Huawei has co-developed a safety-focused version of DeepSeek’s AI model that it claims is “nearly 100% successful” at preventing discussion of politically sensitive topics. The collaboration with Zhejiang University demonstrates how Chinese companies are adapting open-source AI models to comply with domestic regulations requiring AI systems to reflect “socialist values” and avoid sensitive political discussions.
What you should know: Huawei used 1,000 of its own Ascend AI chips to train the modified model, called DeepSeek-R1-Safe, which was built from DeepSeek’s open-source R1 model.
• The model achieved “nearly 100% successful” defense against “common harmful issues … including toxic and harmful speech, politically sensitive content, and incitement to illegal activities,” according to Huawei.
• However, that success rate dropped to 40% when behaviors were disguised through scenario-based challenges, role-playing scenarios, and encrypted coding.
• DeepSeek’s founder Liang Wenfeng is an alumnus of Zhejiang University, though DeepSeek and Liang had no apparent involvement in this safety-focused project.
The big picture: Chinese regulators require domestic AI models to reflect China’s “socialist values” before public release, forcing companies to build censorship capabilities into their AI systems.
• Chinese AI chatbots like Baidu’s Ernie Bot already refuse to answer questions about Chinese domestic politics or topics considered sensitive by the ruling Communist Party.
• DeepSeek’s original models shocked Silicon Valley and triggered a selloff of Western AI stocks in January due to their advanced capabilities, and they have since been embraced and modified across Chinese industry.
Key performance metrics: Huawei’s modified model maintained strong performance while adding safety features.
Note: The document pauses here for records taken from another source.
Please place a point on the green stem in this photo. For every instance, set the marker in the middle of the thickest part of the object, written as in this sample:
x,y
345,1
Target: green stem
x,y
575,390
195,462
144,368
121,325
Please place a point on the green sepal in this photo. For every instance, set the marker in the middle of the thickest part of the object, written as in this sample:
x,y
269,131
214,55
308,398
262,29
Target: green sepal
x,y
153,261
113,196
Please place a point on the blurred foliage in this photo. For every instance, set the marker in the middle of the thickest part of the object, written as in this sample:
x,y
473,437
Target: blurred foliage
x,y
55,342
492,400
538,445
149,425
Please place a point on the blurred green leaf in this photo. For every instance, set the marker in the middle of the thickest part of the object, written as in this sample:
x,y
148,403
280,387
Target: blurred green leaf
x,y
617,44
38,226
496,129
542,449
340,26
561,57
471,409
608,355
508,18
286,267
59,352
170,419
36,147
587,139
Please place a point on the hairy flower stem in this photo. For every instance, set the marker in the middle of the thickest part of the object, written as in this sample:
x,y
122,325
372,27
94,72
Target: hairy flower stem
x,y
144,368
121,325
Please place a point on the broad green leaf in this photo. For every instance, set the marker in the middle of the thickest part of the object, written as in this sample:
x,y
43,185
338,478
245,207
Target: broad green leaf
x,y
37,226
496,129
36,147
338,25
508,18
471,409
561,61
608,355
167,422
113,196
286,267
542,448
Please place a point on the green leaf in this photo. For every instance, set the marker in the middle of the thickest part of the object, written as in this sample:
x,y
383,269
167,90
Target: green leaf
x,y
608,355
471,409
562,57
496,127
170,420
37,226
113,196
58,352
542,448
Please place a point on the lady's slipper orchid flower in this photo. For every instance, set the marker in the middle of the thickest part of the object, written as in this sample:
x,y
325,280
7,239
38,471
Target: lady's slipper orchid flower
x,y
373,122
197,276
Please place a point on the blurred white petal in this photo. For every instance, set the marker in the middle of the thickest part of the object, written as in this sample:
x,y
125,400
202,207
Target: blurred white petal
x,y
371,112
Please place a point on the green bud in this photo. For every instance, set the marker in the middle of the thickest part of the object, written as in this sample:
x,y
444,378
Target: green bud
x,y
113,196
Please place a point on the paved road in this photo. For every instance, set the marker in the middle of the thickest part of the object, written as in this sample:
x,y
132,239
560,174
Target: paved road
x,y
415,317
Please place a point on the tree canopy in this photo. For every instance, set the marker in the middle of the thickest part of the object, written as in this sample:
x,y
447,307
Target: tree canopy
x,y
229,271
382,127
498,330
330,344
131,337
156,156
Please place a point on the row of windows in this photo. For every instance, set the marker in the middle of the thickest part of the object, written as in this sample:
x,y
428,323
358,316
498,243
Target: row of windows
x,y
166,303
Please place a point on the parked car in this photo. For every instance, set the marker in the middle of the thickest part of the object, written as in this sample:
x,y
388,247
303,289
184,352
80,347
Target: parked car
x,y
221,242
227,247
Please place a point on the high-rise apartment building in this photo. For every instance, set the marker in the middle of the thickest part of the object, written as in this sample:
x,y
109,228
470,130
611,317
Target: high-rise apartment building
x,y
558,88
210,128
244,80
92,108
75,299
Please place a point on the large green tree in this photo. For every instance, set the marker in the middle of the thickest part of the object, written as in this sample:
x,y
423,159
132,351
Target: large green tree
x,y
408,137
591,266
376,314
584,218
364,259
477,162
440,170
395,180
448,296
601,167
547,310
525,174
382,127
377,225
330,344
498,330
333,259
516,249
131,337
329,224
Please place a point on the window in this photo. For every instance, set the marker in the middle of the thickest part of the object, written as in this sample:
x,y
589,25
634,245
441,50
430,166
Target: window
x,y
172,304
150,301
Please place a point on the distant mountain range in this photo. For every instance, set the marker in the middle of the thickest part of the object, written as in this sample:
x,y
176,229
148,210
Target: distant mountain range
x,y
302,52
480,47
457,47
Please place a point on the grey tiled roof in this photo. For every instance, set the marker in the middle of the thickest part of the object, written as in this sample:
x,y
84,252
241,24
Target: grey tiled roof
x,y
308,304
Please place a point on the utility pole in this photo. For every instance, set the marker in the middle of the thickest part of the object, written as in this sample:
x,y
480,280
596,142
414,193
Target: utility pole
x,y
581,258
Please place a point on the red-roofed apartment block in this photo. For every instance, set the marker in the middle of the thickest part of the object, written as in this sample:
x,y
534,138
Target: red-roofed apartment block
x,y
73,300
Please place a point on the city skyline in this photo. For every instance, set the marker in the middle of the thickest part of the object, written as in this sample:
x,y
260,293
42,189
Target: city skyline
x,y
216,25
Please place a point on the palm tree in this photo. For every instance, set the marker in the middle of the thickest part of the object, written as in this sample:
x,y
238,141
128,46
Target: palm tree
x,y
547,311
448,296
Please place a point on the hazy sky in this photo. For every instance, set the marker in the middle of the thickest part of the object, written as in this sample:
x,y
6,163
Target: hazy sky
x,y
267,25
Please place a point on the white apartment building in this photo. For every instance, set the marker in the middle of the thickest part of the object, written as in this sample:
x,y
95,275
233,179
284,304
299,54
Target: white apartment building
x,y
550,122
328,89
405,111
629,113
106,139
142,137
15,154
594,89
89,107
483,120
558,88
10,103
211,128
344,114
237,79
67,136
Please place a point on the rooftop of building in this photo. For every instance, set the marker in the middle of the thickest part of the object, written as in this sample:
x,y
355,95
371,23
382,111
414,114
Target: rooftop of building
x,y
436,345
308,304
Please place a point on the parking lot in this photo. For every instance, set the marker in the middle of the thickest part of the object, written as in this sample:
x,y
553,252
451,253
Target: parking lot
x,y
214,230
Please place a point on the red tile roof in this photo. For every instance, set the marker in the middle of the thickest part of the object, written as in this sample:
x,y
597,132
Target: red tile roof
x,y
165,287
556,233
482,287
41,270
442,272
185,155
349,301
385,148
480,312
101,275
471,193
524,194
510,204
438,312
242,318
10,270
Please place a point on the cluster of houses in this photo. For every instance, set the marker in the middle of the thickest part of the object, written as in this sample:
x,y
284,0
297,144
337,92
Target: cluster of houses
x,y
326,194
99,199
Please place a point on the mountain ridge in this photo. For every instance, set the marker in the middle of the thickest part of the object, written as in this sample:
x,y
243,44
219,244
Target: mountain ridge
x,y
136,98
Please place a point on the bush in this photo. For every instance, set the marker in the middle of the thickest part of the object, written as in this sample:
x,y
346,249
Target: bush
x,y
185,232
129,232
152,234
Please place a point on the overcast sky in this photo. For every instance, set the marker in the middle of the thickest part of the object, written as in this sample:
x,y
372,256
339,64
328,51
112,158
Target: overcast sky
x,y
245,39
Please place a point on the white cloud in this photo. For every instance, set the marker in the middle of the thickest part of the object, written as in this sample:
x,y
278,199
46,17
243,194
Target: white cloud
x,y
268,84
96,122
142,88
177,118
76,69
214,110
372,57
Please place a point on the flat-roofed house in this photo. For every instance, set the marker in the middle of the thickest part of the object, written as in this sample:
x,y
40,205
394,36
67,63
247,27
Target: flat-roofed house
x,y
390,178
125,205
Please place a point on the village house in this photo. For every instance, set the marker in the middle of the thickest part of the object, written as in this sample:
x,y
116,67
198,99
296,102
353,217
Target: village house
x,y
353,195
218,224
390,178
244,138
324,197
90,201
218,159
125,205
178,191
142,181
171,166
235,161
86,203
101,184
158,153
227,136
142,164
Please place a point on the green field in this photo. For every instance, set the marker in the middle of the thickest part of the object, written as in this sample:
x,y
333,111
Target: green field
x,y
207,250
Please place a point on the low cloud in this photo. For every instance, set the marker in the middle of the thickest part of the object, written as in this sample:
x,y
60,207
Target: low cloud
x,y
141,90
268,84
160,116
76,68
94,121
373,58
• The comprehensive security defense capability reached 83%, outperforming competing models like Alibaba’s Qwen-235B and the original DeepSeek-R1-671B by 8% to 15% under identical testing conditions.
• DeepSeek-R1-Safe exhibited less than 1% performance degradation compared to the original DeepSeek-R1 model.
Why this matters: The development highlights how Chinese companies are adapting cutting-edge AI technology to meet strict domestic content controls while maintaining competitive performance levels.
• It demonstrates the technical feasibility of building effective censorship into AI models without significantly compromising their capabilities.
• The project represents part of a broader trend of Chinese firms modifying and deploying DeepSeek’s technology across various applications while ensuring regulatory compliance.